- Asia Union Location in Bangladesh
- Coordinates: 22°16′N 91°56.5′E﻿ / ﻿22.267°N 91.9417°E
- Country: Bangladesh
- Division: Chittagong Division
- District: Chittagong District
- Upazilas: Patiya Upazila

Government
- • Chairman: Vacant

Area
- • Total: 7.20 km^{2} (2.78 sq mi)

Population (2011)
- • Total: 13,428
- Time zone: UTC+6 (BST)
- Postal code: 4370
- Website: asiaup.chittagong.gov.bd

= Asia Union =

Union of Patiya Upazila, Chittagong District, Bangladesh

Asia Union (আশিয়া ইউনিয়ন) is a union, the smallest administrative body of Bangladesh, located in Patiya Upazila, Chittagong District, Bangladesh. The total population is 13,428.

== Area ==
The area of Asia Union is 1,780 acres (7.20 square kilometres).

== Demographics ==
According to the 2011 Bangladeshi census, Asia Union had a population of 13,428, of which 6,431 were males and 6,997 were females. The total number of households was 2,749.

== Geography ==
Asia Union is located in the southern part of Patiya Upazila, approximately 8 kilometres from the upazila headquarters. It is bounded to the east by Chanhara Union, to the north by Baralia Union, to the west by Kasiais Union and Paraikora Union of Anwara Upazila, and to the south by Paraikora Union of Anwara Upazila.

== Administration ==
Asia Union is the 8th (A) Union Parishad under Patiya Upazila. The administrative activities of the union fall under the jurisdiction of Patiya Thana.
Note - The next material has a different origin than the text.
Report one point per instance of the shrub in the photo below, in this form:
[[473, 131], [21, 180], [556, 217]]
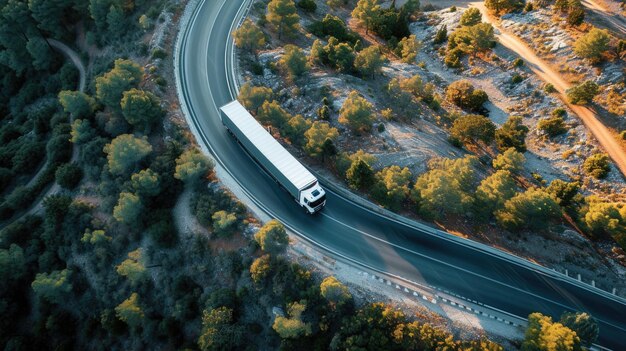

It is part of Chittagong-12 (Constituency 289) of the National Parliament of Bangladesh. The villages in the union are as follows:

Villages
| No. | Village name |
|---|---|
| 1 | Asia Mollapara |
| 2 | Asia Mirzapara |
| 3 | Central Asia |
| 4 | Asia kamalapara |
| 5 | South Asia (Rashidpur) |
| 6 | East Asia |
| 7 | East Bathua |
| 8 | West Bathua |
| 9 | Bathua Barua Para |
| 10 | Asia West Mirza Para |
| 11 | Satgar Para |

== Education ==
According to the 2011 Bangladeshi census, Asia Union had a literacy rate of 50.8%.